O princípio básico é estabelecer uma constituição justa que garanta as liberdades de cidadania igual. Porém, como disse antes, é muito mais fácil afirmar isso como um princípio teórico do que definir na prática quando essa linha foi ultrapassada. Mas a questão importante é que podemos tolerar algumas doutrinas que são intolerantes e rejeitam o esquema igual de liberdades básicas porque ainda não constituem uma ameaça à liberdade dos outros, um argumento muito parecido ao princípio do dano de Stuart Mill . Para saber quando a linha do tolerável é ultrapassada, é necessário pensar a tolerância em seu vínculo com a legitimação política por meio do uso público da razão.
IHU On-Line - Que nexos específicos podem ser apontados entre tolerância, justiça e democracia? Em que medida podemos falar na necessidade de uma razão pública?

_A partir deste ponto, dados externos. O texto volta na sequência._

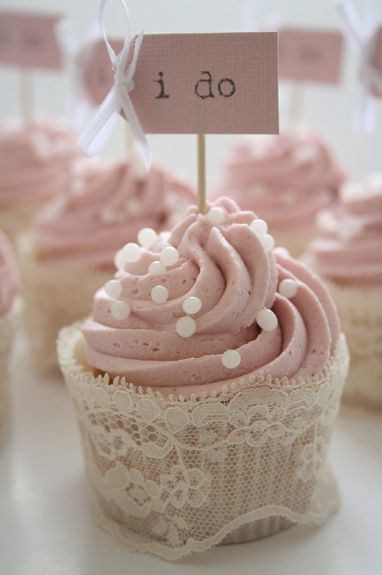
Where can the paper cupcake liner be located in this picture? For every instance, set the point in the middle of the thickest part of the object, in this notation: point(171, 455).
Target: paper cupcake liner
point(173, 475)
point(360, 310)
point(55, 294)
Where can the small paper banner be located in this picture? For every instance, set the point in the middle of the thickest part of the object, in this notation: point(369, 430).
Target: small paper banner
point(308, 55)
point(197, 83)
point(28, 40)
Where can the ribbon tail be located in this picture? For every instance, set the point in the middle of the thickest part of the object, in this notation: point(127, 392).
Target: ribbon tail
point(94, 136)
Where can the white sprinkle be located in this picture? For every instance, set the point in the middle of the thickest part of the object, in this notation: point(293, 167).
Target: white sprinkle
point(288, 288)
point(267, 320)
point(185, 326)
point(147, 237)
point(216, 216)
point(169, 256)
point(267, 242)
point(77, 187)
point(192, 305)
point(157, 269)
point(306, 154)
point(113, 288)
point(259, 227)
point(120, 309)
point(131, 252)
point(134, 207)
point(159, 294)
point(231, 359)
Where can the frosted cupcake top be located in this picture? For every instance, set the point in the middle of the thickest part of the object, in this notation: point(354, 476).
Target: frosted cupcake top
point(209, 302)
point(104, 208)
point(9, 279)
point(348, 246)
point(285, 179)
point(34, 161)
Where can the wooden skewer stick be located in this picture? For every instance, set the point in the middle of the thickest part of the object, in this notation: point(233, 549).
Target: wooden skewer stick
point(201, 144)
point(26, 100)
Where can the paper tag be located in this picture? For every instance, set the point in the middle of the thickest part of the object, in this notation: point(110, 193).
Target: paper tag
point(376, 59)
point(308, 55)
point(29, 40)
point(197, 83)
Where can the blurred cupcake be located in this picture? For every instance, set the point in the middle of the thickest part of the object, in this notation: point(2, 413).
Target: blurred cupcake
point(348, 255)
point(35, 160)
point(9, 313)
point(70, 252)
point(286, 180)
point(206, 383)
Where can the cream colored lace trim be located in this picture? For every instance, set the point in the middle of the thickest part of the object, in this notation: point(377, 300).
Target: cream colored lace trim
point(171, 475)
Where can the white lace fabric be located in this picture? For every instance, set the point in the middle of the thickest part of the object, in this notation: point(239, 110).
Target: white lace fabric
point(173, 475)
point(360, 310)
point(55, 295)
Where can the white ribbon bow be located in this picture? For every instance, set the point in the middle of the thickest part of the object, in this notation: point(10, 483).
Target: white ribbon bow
point(362, 36)
point(118, 99)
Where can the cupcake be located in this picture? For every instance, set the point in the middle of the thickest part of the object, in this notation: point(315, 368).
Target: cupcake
point(35, 160)
point(206, 383)
point(70, 252)
point(347, 254)
point(9, 313)
point(286, 180)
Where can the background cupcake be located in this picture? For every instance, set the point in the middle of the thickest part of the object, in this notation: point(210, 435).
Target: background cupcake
point(35, 160)
point(237, 365)
point(286, 180)
point(348, 255)
point(9, 314)
point(70, 252)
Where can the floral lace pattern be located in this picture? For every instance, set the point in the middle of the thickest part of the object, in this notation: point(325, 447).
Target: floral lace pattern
point(172, 475)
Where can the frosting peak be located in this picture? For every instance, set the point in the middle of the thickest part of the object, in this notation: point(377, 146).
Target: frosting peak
point(227, 306)
point(348, 246)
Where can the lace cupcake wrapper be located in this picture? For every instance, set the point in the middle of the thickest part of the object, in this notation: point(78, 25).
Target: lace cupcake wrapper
point(360, 311)
point(171, 475)
point(55, 295)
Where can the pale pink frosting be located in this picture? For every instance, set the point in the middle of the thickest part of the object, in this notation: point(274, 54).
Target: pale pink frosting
point(285, 179)
point(227, 267)
point(105, 207)
point(348, 248)
point(9, 279)
point(34, 161)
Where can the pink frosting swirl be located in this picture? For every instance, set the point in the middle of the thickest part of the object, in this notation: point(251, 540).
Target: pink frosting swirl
point(236, 279)
point(34, 161)
point(285, 179)
point(348, 246)
point(9, 279)
point(105, 207)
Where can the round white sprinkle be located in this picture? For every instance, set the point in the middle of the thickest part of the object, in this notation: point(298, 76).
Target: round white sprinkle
point(192, 305)
point(231, 359)
point(147, 237)
point(120, 310)
point(259, 227)
point(216, 216)
point(267, 242)
point(288, 288)
point(267, 320)
point(159, 294)
point(169, 256)
point(119, 260)
point(157, 269)
point(185, 326)
point(113, 288)
point(131, 252)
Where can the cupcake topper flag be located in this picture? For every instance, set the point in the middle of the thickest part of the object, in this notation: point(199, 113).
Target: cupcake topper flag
point(366, 38)
point(29, 41)
point(183, 84)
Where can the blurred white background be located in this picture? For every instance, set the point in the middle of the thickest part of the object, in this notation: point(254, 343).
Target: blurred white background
point(328, 109)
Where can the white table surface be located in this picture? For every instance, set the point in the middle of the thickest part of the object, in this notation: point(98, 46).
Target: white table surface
point(46, 525)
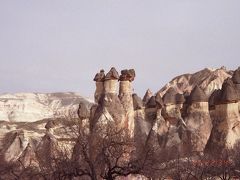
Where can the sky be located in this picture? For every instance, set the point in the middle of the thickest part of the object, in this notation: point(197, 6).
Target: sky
point(59, 45)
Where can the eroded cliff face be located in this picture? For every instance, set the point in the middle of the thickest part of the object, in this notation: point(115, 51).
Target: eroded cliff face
point(207, 79)
point(184, 117)
point(30, 107)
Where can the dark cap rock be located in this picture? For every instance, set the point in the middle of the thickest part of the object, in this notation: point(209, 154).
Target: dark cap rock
point(159, 100)
point(112, 74)
point(137, 102)
point(228, 92)
point(147, 96)
point(236, 76)
point(170, 96)
point(99, 77)
point(151, 103)
point(50, 124)
point(180, 98)
point(127, 75)
point(197, 95)
point(214, 98)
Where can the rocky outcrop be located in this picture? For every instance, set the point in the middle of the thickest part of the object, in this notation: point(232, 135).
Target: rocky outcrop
point(125, 96)
point(99, 79)
point(147, 96)
point(226, 120)
point(184, 118)
point(30, 107)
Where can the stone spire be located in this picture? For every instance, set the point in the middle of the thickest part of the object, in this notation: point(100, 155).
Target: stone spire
point(147, 96)
point(228, 92)
point(99, 78)
point(126, 97)
point(236, 76)
point(110, 81)
point(170, 96)
point(198, 95)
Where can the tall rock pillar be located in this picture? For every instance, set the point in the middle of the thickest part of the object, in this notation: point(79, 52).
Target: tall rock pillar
point(99, 79)
point(125, 96)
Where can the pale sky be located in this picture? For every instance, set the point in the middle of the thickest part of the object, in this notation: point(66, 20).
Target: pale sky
point(59, 45)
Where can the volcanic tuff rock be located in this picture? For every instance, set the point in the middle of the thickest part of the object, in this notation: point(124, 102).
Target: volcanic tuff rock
point(30, 107)
point(207, 79)
point(193, 113)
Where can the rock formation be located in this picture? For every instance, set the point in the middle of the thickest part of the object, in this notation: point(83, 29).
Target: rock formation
point(225, 116)
point(198, 121)
point(147, 96)
point(194, 113)
point(99, 78)
point(125, 96)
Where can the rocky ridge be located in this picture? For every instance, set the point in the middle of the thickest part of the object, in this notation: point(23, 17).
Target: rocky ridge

Denilson Luis Werle - Tolerância, justiça, democracia e razão pública me parecem conceitos ou ideais indissociáveis. É muito difícil pensá-los isoladamente se considerarmos a questão dos limites da tolerância. Por um lado, a definição dos limites do tolerável e do intolerável depende de princípios de justiça que possam fornecer uma base pública de justificação para os acordos políticos acerca dos direitos e deveres fundamentais. Penso, por exemplo, nos dois princípios da justiça de Rawls, principalmente (mas não exclusivamente) o primeiro princípio do sistema de liberdades iguais. Porém, estes princípios ainda são bastante gerais e indeterminados (e não poderia ser de outra forma): eles precisam ser interpretados em situações concretas. O que nos leva, por outro lado, à necessidade de pensar a questão da tolerância em seu vínculo com a democracia e a razão pública. Mas aqui se trata também de uma via de mão dupla: as razões para a tolerância devem ser apresentadas nas deliberações políticas, no espaço público, e passar pelo crivo de uma prática de justificação recíproca e universal. Porém, a virtude da tolerância, como expressão da ideia da razoabilidade, do dever moral de civilidade e tudo o que a acompanha — principalmente o conjunto do que Rawls chamou de burdens of judgment —, é ela própria uma condição de possibilidade para a prática da justificação pública. Em uma democracia, as pessoas têm de estar dispostas a aceitar o jogo de dar e receber razões, o que já implica ultrapassar a lógica “amigo e inimigo” e adotar uma atitude de respeito ao outro.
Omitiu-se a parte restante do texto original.